II. SUR L’APPLICATION DE L’ARTICLE 41 DE LA CONVENTION
20. Aux termes de l’article 41 de la Convention,
« Si la Cour déclare qu’il y a eu violation de la Convention ou de ses Protocoles, et si le droit interne de la Haute Partie contractante ne permet d’effacer qu’imparfaitement les conséquences de cette violation, la Cour accorde à la partie lésée, s’il y a lieu, une satisfaction équitable. »
A. Dommage
21. Le requérant demande 193 545 euros (« EUR ») pour préjudice matériel – cette somme correspondant au montant de la pension qui lui serait due –, plus les intérêts. Il réclame en sus 10 000 EUR pour dommage moral.
22. Le Gouvernement réplique que le requérant ne peut se prévaloir que d’un préjudice moral, lequel serait adéquatement réparé par le versement de 3 500 EUR.
23. La Cour rappelle que le constat de violation de la Convention auquel elle parvient résulte exclusivement d’une méconnaissance du droit du requérant à voir sa cause entendue dans un « délai raisonnable ». Dans ces circonstances, elle n’aperçoit pas de lien de causalité entre la violation constatée et un quelconque dommage matériel dont le requérant aurait eu à souffrir ; il y a donc lieu de rejeter cet aspect de ses prétentions (voir, par exemple, l’arrêt Arvois c. France du 23 novembre 1999, no 38249/97, § 18).
La Cour estime en revanche que le prolongement de la procédure litigieuse au-delà du « délai raisonnable » a causé au requérant un tort moral certain, justifiant l’octroi d’une indemnité. Statuant en équité comme le veut l’article 41, elle lui octroie 3 500 EUR à ce titre.
B. Frais et dépens
24. Le requérant – qui n’était pas représenté devant la Cour – demande le remboursement des « frais inhérents [aux] longues procédures » qu’il a engagées.
25. La Cour rappelle qu’au terme de l’article 60 § 1 de son règlement, « (...) le requérant doi[t] chiffrer et ventiler par rubrique toutes [ses] prétentions [au titre de la satisfaction équitable], auxquelles ils doi[t] joindre les justificatifs nécessaires, faute de quoi la chambre peut rejeter la demande, en tout ou en partie ».
Constatant que le requérant ne chiffre ni ne ventile ses prétentions et ne fournit aucun justificatif, et relevant qu’il n’était pas représenté devant elle, la Cour conclut au rejet de cette partie des demandes de l’intéressées.
C. Intérêts moratoires
26. La Cour juge approprié de baser le taux des intérêts moratoires sur le taux d’intérêt de la facilité de prêt marginal de la Banque centrale européenne majoré de trois points de pourcentage.

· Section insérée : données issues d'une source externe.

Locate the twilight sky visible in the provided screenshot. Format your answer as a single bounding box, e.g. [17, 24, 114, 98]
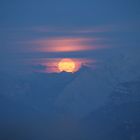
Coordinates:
[0, 0, 140, 71]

PAR CES MOTIFS, LA COUR, À L’UNANIMITÉ,
1. Déclare la requête recevable en ce qu’elle se rapporte à l’article 6 § 1 de la Convention et à la durée de la procédure engagée par le requérant devant les juridictions administratives ;
2. Dit qu’il y a eu violation de l’article 6 § 1 de la Convention ;
3. Dit
a) que l’Etat défendeur doit verser au requérant, dans les trois mois à compter du jour où l’arrêt sera devenu définitif conformément à l’article 44 § 2 de la Convention, 3 500 EUR (trois mille cinq cent euros) pour dommage moral ;
b) qu’à compter de l’expiration dudit délai et jusqu’au versement, ce montant sera à majorer d’un intérêt simple à un taux égal à celui de la facilité de prêt marginal de la Banque centrale européenne applicable pendant cette période, augmenté de trois points de pourcentage ;
4. Rejette la demande de satisfaction équitable pour le surplus.
Fait en français, puis communiqué par écrit le 4 février 2003 en application de l’article 77 §§ 2 et 3 du règlement.